The Tell-Tale Heart and Other Writings (Bantam Classics) by Edgar Allan Poe
Reviewed by Doug Brown
Powells.com
As part of my classics year project last year, I couldn't resist the opportunity to delve into some Poe. I had only ever read a couple of the stories, and of course "The Raven." I recommend the dive; most of the stories are only a few pages long and can be sipped in a short period. As would be expected, there are tales of the macabre, but more than that there are tales of psychology. Poe understood that the human mind imagining the supernatural is much scarier than the banality of actual supernatural events. What makes "The Tell-Tale Heart" such a great story is that the dead man's heart isn't actually beating; all we need is the murderer's conviction that he can hear it louder and louder.
A delightful surprise for me were the stories "The Murders in the Rue Morgue" and "The Purloined Letter." With these two stories, Poe laid the groundwork for the genre of intellectual detectives who use amazing deduction from observation of minutia to solve cases that baffle the police. Poe's C. Auguste Dupin is clearly the inspiration for Sherlock Holmes, and, in particular, the plot of "The Purloined Letter" shares several points in common with my favorite Holmes story, "A Scandal in Bohemia." In both stories someone holds a letter that compromises a powerful person. Agents have searched the person's home and haven't been able to find it, so the detective is called to discern where the letter is hidden and retrieve it. Dupin actually uses deduction to find the letter, whereas Holmes tricks Irene Adler into giving away its location (cheater!). Adler gets her comeuppance on him, though, which is why it's my favorite Holmes story.

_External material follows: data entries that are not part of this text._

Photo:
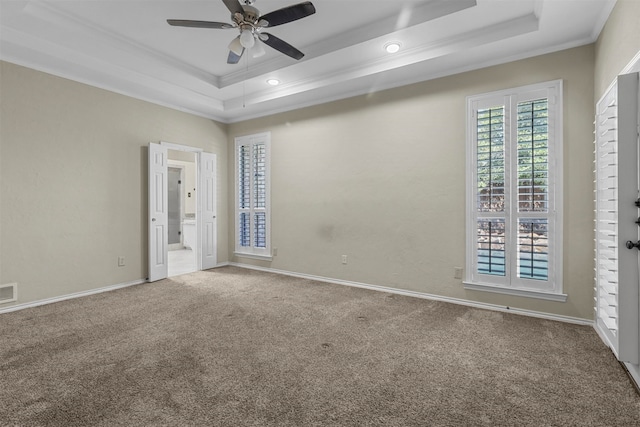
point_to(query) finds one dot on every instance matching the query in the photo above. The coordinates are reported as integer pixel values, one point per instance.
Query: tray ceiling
(126, 46)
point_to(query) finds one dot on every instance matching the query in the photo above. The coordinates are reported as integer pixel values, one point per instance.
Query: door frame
(199, 208)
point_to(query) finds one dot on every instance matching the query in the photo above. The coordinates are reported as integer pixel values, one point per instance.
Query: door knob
(631, 245)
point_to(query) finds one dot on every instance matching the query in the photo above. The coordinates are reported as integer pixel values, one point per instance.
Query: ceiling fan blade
(233, 58)
(234, 6)
(288, 14)
(198, 24)
(281, 45)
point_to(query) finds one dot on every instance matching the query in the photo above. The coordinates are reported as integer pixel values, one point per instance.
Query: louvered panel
(606, 173)
(616, 188)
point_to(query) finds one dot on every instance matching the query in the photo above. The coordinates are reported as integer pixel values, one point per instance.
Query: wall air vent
(8, 293)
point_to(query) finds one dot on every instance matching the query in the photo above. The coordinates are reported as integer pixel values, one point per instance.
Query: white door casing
(207, 202)
(158, 212)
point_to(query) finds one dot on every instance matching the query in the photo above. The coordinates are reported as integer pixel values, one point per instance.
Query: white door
(617, 219)
(158, 212)
(207, 215)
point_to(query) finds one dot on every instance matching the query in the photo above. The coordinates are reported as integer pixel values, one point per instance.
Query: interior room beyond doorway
(181, 188)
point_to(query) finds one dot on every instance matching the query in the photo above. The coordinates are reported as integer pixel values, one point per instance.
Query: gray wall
(381, 178)
(616, 47)
(73, 186)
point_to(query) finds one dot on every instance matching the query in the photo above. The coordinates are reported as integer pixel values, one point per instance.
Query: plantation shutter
(616, 189)
(512, 151)
(252, 198)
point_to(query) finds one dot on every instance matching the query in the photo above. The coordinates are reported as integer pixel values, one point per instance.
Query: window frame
(510, 283)
(253, 251)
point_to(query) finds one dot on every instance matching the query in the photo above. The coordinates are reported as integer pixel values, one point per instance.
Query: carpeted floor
(236, 347)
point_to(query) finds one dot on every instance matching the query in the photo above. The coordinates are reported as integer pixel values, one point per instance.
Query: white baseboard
(459, 301)
(69, 296)
(634, 373)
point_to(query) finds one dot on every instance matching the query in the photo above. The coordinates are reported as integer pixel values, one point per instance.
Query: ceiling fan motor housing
(251, 14)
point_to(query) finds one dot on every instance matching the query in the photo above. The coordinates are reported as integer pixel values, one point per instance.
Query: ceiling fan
(248, 20)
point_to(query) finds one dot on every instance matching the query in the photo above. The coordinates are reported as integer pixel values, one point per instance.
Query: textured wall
(74, 181)
(381, 178)
(616, 47)
(619, 41)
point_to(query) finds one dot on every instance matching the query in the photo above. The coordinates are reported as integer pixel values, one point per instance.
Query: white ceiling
(126, 46)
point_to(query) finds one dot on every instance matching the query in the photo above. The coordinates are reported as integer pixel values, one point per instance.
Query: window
(514, 191)
(252, 195)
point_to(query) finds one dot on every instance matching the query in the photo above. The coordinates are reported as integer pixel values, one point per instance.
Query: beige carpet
(235, 347)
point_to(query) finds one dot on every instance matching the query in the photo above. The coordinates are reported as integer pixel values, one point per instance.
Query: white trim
(14, 293)
(633, 372)
(179, 147)
(70, 296)
(632, 67)
(509, 99)
(459, 301)
(253, 256)
(549, 296)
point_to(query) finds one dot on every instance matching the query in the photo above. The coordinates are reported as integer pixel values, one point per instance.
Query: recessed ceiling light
(392, 47)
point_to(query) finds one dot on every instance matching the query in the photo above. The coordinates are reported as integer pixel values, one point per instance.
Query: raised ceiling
(126, 46)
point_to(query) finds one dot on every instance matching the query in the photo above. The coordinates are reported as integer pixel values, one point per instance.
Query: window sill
(528, 293)
(253, 256)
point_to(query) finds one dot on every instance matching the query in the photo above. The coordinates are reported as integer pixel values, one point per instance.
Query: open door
(158, 212)
(617, 224)
(207, 203)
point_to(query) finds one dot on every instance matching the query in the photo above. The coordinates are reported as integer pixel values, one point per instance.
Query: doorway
(181, 188)
(195, 225)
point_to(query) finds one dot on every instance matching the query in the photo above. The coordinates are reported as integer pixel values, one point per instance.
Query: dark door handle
(631, 245)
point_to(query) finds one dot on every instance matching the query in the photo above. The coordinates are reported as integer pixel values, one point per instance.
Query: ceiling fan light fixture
(246, 39)
(236, 47)
(258, 50)
(392, 47)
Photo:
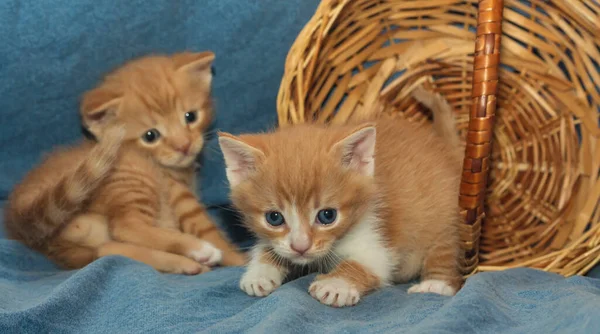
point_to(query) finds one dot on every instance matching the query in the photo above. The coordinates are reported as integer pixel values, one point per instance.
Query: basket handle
(476, 163)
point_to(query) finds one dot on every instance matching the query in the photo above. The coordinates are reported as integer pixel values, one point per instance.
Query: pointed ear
(98, 107)
(358, 150)
(241, 159)
(197, 65)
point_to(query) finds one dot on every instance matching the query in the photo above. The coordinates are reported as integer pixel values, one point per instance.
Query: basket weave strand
(361, 57)
(481, 118)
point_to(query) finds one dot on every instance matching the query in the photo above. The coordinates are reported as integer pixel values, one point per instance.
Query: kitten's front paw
(261, 282)
(207, 254)
(335, 292)
(433, 286)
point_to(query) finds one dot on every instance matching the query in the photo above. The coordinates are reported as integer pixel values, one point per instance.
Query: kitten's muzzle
(301, 247)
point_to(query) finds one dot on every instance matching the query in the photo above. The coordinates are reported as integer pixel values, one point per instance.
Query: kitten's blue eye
(191, 117)
(327, 216)
(151, 136)
(274, 218)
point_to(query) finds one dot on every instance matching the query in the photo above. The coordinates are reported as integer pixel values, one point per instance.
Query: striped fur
(393, 185)
(50, 197)
(125, 195)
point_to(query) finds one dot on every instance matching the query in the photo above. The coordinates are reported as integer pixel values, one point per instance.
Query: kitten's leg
(264, 273)
(161, 261)
(366, 265)
(194, 220)
(133, 212)
(440, 271)
(133, 227)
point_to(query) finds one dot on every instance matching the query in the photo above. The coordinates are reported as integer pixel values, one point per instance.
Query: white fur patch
(334, 292)
(364, 245)
(260, 279)
(207, 254)
(433, 286)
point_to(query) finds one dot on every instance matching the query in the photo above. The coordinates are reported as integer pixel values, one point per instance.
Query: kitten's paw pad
(260, 284)
(433, 286)
(207, 254)
(335, 292)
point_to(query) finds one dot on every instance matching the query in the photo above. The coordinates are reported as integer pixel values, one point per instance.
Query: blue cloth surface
(52, 51)
(118, 295)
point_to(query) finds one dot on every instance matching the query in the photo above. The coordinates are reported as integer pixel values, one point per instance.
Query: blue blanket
(118, 295)
(51, 51)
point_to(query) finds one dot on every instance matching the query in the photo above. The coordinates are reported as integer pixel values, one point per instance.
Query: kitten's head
(300, 189)
(163, 102)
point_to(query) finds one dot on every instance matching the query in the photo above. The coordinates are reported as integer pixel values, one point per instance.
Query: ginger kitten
(366, 205)
(130, 194)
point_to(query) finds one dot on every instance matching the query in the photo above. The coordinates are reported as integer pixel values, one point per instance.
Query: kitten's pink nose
(301, 247)
(184, 148)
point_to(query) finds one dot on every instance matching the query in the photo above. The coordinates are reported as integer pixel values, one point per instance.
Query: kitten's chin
(183, 161)
(302, 260)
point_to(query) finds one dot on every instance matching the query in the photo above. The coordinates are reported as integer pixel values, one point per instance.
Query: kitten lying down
(365, 205)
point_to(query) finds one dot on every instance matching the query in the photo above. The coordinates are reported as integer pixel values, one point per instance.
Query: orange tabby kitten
(368, 204)
(131, 193)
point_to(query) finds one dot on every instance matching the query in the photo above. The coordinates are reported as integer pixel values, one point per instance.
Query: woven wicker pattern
(359, 57)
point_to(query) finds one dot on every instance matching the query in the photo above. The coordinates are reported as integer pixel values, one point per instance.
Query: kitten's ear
(98, 107)
(198, 65)
(358, 150)
(241, 159)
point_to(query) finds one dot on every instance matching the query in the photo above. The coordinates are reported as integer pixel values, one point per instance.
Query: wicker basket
(541, 204)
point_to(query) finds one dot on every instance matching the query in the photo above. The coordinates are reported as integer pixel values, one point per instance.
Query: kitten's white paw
(433, 286)
(207, 254)
(335, 292)
(261, 280)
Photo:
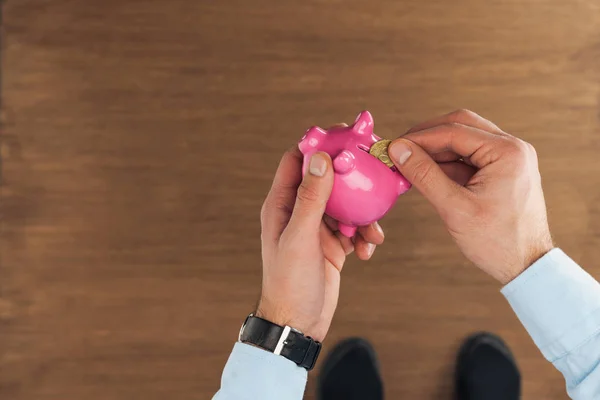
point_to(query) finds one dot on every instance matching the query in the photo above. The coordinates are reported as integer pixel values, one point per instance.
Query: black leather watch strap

The edition I read also contained Poe's only full-length novel, The Narrative of Arthur Gordon Pym. It's a rollicking adventure book, wherein Pym sails across the Atlantic, goes to the Galapagos, and then down to the South Pole. Predating Moby-Dick by over 10 years, the novel has some amazing detail about sailing ships. I learned that caboose was originally a nautical term; I looked it up and it comes from Dutch Kabhuis, a cabin built on the deck of a ship. What makes the level of detail so amazing is that, unlike Melville, Poe did not spend any significant time on sailing ships. As a child he sailed to England, sailing back in his late teens, but these were direct trips; he was never a sailor. His descriptions of the natural history of the Galapagos were clearly culled from some early detailed published source. Captain FitzRoy and Darwin were in the process of publishing their accounts of the voyage of the Beagle (Darwin's was finally completed in 1839, the year Pym was published), so it's entirely possible Poe was working from these works.
Poe's poems didn't grab me as much as his prose. They are to my ear very much a product of their time, floridly overwrought with exclamation points and apostrophized words (the word over never appears -- it must always be o'er). An example of a line from "The Sleeper": "All Beauty sleeps! -- and lo! -- where lies Irene, with her Destinies!" There's a whole lotta Lo, Ah, and Oh going on in Poe's poems. "The Raven" is still a classic, though, and "The Bells" is clever for contrasting different things that the sound of bells represent.
If you've only read one or two of Poe's stories, the rest are worth exploring. I thought The Narrative of Arthur Gordon Pym was more interesting for the nonfiction elements than the fiction. Remove the nautical detail and natural history, and it's a fairly standard tale of mutiny, marooning, and fighting the bloody savages. It has Poe's stamp on it, to be sure; but, like funny Saturday Night Live sketches extended into not-quite-so-funny movies, Poe's strength was the short story. "The Black Cat," "The Masque of the Red Death," "The Murders in the Rue Morgue," "The Pit and the Pendulum," and, of course, "The Tell-Tale Heart" are deservedly classics. So put a witch's shawl on, a broomstick you can crawl on, come on and pay a call on Edgar Allan Poe (sorry, couldn't resist).